При этих словах я взял в руки чёрного ферзя.
— Это — группа «Куб». И она исполняет роль так называемой «матовой» жертвы, — произнёс я и поставил шах королю белых.
Но и ферзь теперь под ударом пешки. Белевский увёл короля. Так и было рассчитано.
— У группы «Куб» есть кавалерия в лице Комитета. Вот она, — показал я на коня и поставил уже им шах королю.
Несколько переходов с клетки на клетку и вот мы подобрались к кульминации.
— Пока неплохо. Уже четвёртый шах от чёрных. И что дальше?
Я сделал ход чёрным
ферзём, отдав его на съедение. Саня понял, что королём он бить не может, поскольку попадёт под удар коня. Другая белая фигура просто заблокирует главной шахматной фигуре ход.— Кажись, мат! — воскликнул Саня.
— Да. Как и в этой партии, нас просто отдали на съедение. У американцев неразбериха. Бурченко и компания получают мотив начать международный скандал. Ливия спасена.
— То есть, ты не должен был выжить?
— Нет. Это слишком цинично. Просто должен был катапультироваться, а потом в дело вступили бы дипломаты. Однако я попал к американцам на корабль, и переговоры приняли иной мотив. Кстати, для Андрея Викторовича это даже выгодно — я жив и здоров. Никаких жертв.
Белевский отклонился назад. Мне самому не хочется признавать очевидное, и винить КГБ тоже нельзя. Это их работа.
— Самое удивительное, Саша, что нам удалось малым составом и титаническими усилиями предотвратить катастрофу и без самопожертвования. А именно это и было заложено в операцию. Но это моё субъективное мнение отдельно взятого человека.

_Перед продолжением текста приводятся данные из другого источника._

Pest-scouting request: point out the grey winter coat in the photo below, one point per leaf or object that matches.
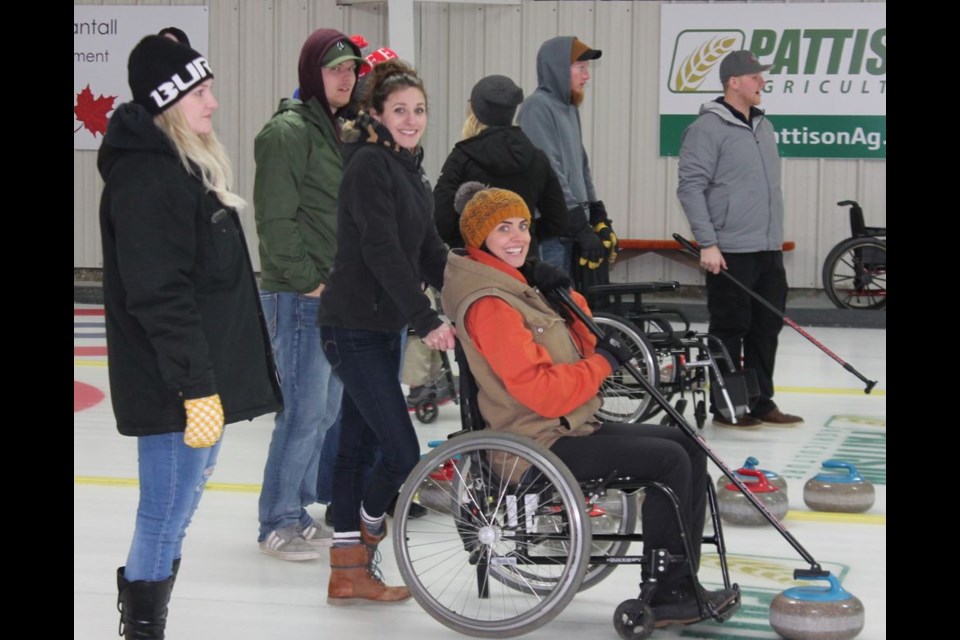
(553, 124)
(729, 183)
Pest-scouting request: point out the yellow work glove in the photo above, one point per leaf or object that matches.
(609, 240)
(204, 421)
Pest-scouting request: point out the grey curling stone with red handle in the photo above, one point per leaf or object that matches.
(817, 613)
(751, 463)
(841, 489)
(736, 508)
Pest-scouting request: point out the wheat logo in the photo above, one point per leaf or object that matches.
(688, 75)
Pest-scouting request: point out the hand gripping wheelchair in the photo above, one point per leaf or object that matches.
(511, 535)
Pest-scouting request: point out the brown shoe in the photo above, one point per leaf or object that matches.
(744, 422)
(354, 580)
(779, 418)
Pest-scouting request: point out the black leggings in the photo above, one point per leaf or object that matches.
(649, 453)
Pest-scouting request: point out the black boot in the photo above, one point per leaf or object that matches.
(143, 606)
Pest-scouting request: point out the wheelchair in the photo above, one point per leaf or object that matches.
(511, 536)
(676, 360)
(855, 270)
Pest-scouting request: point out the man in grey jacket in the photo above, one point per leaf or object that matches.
(551, 119)
(729, 188)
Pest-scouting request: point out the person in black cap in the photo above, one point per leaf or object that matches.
(729, 187)
(495, 152)
(187, 343)
(298, 172)
(551, 118)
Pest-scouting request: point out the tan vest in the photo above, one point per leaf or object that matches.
(466, 281)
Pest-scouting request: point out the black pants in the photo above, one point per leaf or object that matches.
(747, 328)
(649, 453)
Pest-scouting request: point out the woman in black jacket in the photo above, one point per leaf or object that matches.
(387, 245)
(496, 153)
(186, 340)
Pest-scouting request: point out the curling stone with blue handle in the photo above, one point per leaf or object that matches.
(736, 508)
(817, 613)
(751, 463)
(843, 490)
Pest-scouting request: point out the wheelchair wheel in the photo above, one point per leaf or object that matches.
(613, 512)
(855, 274)
(624, 399)
(514, 550)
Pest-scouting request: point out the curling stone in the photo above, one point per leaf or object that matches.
(751, 463)
(737, 509)
(846, 491)
(817, 613)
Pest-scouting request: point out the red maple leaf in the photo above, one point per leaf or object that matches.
(92, 112)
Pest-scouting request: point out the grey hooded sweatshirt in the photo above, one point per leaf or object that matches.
(553, 124)
(729, 183)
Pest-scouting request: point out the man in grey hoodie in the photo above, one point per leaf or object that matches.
(551, 119)
(729, 187)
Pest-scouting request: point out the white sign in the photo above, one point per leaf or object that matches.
(103, 37)
(827, 87)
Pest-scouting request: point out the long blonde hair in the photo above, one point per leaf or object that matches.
(471, 126)
(203, 152)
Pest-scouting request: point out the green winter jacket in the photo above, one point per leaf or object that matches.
(295, 196)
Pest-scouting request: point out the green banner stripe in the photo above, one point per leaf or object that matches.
(802, 136)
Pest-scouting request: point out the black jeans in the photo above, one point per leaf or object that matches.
(747, 328)
(374, 413)
(649, 453)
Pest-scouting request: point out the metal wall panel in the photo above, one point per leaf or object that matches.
(255, 45)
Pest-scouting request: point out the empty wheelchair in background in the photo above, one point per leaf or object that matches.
(511, 536)
(681, 363)
(855, 270)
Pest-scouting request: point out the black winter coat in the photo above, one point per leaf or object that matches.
(182, 309)
(501, 157)
(387, 244)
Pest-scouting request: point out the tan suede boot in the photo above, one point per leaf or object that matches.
(353, 579)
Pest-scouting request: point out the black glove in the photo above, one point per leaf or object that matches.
(545, 276)
(591, 248)
(612, 347)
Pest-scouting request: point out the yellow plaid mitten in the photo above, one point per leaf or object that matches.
(609, 240)
(204, 421)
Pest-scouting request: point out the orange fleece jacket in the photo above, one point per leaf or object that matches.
(527, 370)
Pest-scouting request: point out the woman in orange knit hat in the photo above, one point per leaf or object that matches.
(539, 372)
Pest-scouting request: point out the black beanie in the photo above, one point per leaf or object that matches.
(495, 99)
(161, 71)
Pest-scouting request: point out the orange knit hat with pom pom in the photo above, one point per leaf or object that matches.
(484, 209)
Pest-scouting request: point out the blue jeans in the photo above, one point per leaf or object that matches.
(374, 412)
(331, 443)
(311, 401)
(172, 479)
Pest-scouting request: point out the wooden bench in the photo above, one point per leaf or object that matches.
(630, 247)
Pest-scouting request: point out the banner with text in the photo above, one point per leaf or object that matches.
(103, 37)
(826, 92)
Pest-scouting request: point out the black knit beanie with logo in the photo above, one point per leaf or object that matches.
(161, 72)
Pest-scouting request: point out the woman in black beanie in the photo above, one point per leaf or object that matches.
(186, 341)
(495, 152)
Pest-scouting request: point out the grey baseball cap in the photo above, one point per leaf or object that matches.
(740, 63)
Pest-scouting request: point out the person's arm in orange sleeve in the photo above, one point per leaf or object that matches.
(526, 369)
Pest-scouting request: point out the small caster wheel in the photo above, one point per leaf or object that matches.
(427, 412)
(700, 413)
(633, 620)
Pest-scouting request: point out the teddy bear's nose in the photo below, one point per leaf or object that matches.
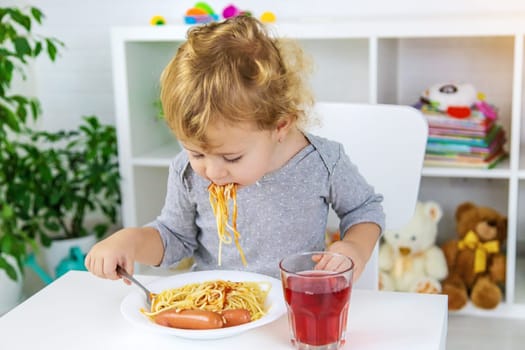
(404, 251)
(492, 223)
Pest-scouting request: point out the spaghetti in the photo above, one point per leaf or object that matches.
(220, 195)
(217, 296)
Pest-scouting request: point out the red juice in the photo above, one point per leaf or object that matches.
(318, 307)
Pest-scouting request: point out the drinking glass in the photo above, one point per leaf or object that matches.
(317, 299)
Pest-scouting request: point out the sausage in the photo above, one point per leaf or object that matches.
(235, 317)
(189, 319)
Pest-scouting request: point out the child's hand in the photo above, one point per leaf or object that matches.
(117, 249)
(348, 249)
(331, 263)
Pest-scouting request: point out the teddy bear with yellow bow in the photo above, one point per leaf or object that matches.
(475, 260)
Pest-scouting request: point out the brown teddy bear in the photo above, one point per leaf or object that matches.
(475, 260)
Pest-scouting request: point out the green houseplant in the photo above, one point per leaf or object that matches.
(53, 185)
(75, 174)
(19, 45)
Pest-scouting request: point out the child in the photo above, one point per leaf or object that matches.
(236, 100)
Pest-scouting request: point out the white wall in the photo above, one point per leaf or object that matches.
(80, 82)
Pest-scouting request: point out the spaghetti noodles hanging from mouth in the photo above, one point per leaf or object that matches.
(220, 196)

В дверь каюты постучались. К нам заглянул Витя и позвал нас.
— Вертолёты прилетели. Старшие говорят грузиться.
Вышли на взлётную палубу и сразу получили приятный сюрприз. Авиагруппа Реброва в полном составе выстроилась напротив своих самолётов. Наш техсостав уже начал прощаться с коллегами, давая им напутствие.
Два вертолёта Ми-8 и два Ка-27 уже были готовы запускаться, чтобы доставить нас в Триполи. Пётр и Фёдор, едва скрывая недовольство, стояли рядом с винтокрылыми машинами, держа руки сложенными на груди.
— Так, Родин! Думал улететь без прощального пенделя от своего комэска? — обнял меня Ребров, когда я подошёл к авиагруппе.
Разумеется, военные техники, инженеры и лётчики, с которыми столько всего мы прошли за это время, ценят наш труд. Объятий Борзова и Ветрова я тоже не избежал. Эти два гаврика меня чуть ли не на руках решили пронести.
— Всё-всё! Успокаиваемся. Вы себя только держите в узде. В воздухе не хулиганьте, — предупредил я парней.
— Спасибо вам, Сергей Сергеевич! Вы как ангел-хранитель нашего полка, — сказал Паша Ветров.
— Брось ты. У меня крыльев нет, — улыбнулся я.
— Есть. Они у вас вместо рук, — добавил Гера, и двое молодых ребят меня крепко обняли.
Приятно, когда тебя так оценивают. Главное — не зазнаваться.
Традиционное фото на память начали подготавливать, когда все уже обнялись. Единственной угрозой были замечания Петра и Фёдора. Но здесь сыграл свою роль авторитет ещё одного человека.
В тот момент, когда Ребров уже собирался снять ботинок и швырнуть им в одного из комитетчиков, появился вице-адмирал Седов с командиром корабля.
— Вольфрамович, надень быстро сандаль. Не позорь Советский Флот! — рыкнул на него Валентин Егорович.
— Есть! — выпрямляясь ответил Ребров и вернул ботинок на место.
Командующий эскадрой оглядел всех суровым взглядом. Седов за время похода при мне ни разу не улыбнулся. Глыба!
Пётр и Фёдор что-то начали говорить, но пронзительный взгляд Валентина Егоровича прервал их речь.